- Specialty: Neurology, Psychiatry

= Dynamic aphasia =

Language disorder

Dynamic aphasia is a type of aphasia characterized by difficulty or inability to produce spontaneous speech. Despite this, patients usually retain the ability to name objects, understand speech, and form sentences with proper grammar. It is considered a type of transcortical motor aphasia.

==Signs and symptoms==
Spontaneous production of propositional speech in dynamic aphasia is seriously impaired. Patients will not usually spontaneously initiate conversation. However, they will initiate other activities, which distinguishes dynamic aphasia from apathy. They are also able to answer questions with constrained answers and participate in conversation with substantial external support.

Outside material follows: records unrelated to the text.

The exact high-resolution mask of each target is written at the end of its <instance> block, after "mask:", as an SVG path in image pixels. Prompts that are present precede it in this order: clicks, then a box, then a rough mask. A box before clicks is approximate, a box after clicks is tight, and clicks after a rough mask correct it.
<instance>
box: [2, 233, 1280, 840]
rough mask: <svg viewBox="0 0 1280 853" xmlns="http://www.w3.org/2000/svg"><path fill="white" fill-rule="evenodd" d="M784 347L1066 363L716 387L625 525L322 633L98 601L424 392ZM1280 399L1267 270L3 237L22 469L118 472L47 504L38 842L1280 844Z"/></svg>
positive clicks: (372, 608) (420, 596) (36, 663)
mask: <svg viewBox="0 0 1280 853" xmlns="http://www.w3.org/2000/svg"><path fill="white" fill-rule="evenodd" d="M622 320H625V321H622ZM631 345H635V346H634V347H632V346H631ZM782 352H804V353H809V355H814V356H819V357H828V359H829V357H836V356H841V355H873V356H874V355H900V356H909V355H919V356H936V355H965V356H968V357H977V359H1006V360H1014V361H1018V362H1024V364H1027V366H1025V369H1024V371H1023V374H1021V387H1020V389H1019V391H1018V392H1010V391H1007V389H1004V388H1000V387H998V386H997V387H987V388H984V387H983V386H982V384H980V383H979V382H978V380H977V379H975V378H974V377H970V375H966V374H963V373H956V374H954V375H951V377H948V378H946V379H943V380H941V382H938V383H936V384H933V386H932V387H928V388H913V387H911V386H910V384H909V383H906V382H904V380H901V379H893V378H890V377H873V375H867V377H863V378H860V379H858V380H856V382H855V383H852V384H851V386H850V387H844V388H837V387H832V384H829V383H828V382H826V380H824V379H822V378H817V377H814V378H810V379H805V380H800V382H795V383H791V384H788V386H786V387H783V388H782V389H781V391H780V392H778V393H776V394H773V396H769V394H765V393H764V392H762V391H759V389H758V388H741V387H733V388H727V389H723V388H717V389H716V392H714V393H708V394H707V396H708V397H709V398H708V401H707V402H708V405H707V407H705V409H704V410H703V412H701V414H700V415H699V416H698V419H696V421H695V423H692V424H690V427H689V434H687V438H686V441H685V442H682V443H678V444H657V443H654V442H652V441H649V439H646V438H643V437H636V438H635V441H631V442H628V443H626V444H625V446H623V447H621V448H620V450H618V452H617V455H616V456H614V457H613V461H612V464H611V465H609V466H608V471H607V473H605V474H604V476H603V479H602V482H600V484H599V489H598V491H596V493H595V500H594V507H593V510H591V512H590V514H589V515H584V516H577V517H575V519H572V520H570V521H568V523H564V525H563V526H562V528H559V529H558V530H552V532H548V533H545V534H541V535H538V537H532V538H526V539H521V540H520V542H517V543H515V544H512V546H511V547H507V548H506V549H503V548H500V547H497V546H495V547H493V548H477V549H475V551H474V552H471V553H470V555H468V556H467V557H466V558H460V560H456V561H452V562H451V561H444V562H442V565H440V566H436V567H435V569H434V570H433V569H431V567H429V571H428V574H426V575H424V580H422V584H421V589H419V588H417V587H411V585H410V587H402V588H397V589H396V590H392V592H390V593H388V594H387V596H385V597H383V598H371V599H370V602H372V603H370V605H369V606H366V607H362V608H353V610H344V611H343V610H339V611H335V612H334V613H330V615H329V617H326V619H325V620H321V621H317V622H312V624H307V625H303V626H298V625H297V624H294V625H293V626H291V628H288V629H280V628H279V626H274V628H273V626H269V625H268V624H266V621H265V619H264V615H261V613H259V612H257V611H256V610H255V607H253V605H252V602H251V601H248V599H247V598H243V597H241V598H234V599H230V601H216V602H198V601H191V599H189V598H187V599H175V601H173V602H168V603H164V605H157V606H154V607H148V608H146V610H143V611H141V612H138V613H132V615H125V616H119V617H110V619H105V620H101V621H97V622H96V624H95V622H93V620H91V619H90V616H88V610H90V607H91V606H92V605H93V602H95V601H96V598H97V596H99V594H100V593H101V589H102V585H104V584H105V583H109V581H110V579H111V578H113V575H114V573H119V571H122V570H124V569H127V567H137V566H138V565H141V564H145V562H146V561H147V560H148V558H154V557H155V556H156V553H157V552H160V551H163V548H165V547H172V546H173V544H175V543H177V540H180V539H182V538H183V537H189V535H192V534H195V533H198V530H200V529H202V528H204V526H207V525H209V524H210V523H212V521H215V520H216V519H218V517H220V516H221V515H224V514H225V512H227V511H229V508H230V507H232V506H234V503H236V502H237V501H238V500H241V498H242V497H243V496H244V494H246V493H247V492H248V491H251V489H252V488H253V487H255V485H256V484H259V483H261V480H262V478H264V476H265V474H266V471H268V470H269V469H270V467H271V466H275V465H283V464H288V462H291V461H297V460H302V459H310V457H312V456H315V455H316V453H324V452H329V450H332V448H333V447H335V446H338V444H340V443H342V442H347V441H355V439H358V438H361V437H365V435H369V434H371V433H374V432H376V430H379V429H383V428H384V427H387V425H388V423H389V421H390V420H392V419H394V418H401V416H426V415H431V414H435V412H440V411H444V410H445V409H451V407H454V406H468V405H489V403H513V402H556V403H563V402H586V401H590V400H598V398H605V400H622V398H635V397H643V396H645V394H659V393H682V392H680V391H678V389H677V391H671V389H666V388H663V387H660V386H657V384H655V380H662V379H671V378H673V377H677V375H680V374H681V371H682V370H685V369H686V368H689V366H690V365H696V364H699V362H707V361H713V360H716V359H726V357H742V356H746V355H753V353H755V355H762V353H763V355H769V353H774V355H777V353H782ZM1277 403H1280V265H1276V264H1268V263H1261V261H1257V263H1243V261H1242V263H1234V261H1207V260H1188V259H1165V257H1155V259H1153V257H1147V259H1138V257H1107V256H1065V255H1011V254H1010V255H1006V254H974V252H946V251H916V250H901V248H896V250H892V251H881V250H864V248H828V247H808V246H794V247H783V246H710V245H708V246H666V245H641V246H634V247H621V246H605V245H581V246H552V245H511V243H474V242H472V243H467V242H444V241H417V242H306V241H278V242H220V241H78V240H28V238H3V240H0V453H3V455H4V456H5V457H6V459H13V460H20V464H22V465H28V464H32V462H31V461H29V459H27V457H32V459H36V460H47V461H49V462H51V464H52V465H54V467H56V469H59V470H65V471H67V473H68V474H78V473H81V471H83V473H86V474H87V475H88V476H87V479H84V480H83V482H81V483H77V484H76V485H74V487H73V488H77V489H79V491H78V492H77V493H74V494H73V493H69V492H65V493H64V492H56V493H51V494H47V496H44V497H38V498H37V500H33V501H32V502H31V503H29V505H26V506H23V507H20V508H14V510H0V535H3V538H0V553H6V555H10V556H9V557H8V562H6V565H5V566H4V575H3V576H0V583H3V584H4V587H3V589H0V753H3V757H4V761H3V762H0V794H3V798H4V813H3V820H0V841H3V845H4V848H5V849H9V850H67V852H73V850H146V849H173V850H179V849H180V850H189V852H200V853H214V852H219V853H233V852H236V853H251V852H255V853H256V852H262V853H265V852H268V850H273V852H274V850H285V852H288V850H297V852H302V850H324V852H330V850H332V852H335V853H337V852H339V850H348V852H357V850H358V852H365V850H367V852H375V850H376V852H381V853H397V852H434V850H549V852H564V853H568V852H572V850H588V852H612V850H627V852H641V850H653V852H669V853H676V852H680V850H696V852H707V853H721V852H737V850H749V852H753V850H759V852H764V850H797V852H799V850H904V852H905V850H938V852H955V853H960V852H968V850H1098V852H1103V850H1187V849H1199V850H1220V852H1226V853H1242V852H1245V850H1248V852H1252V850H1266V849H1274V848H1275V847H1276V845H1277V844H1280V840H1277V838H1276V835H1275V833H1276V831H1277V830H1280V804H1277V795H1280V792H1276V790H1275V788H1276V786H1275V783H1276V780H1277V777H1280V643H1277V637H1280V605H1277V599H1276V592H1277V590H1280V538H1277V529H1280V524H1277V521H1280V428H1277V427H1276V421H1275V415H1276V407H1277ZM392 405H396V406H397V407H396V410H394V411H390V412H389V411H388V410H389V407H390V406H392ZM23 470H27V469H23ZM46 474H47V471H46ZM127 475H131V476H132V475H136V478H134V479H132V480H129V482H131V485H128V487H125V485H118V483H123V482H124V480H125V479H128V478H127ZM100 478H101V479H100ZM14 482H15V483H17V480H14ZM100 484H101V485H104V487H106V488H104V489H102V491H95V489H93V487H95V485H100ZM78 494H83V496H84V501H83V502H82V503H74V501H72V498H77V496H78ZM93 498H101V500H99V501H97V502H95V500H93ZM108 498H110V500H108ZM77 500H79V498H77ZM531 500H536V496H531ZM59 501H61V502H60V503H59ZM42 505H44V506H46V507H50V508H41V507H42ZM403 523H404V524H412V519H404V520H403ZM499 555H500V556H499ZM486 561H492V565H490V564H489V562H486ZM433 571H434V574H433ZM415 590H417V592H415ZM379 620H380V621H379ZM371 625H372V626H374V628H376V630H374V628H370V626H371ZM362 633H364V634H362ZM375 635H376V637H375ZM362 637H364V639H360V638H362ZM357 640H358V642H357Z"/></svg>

Diagnosis of dynamic aphasia is based on cognitive testing such as the Hayling Sentence Completion Test.
Word retrieval, spelling, grammar, word repetition, and comprehension of language are typically preserved.

==Causes==
Damage to the left frontal lobe is typically implicated in dynamic aphasia. In addition, there may be a subset of more severely impaired dynamic aphasia patients with bilateral frontal lobe damage coupled with extreme difficulty in producing novel thoughts.

The frontal lobe damage that causes dynamic aphasia is most commonly due to a stroke, but can also be due to progressive supranuclear palsy or frontotemporal dementia. The progranulin gene is implicated in frontotemporal dementia with dynamic aphasia.

Rarely, cases may involve damage to the thalamus rather than the frontal lobe.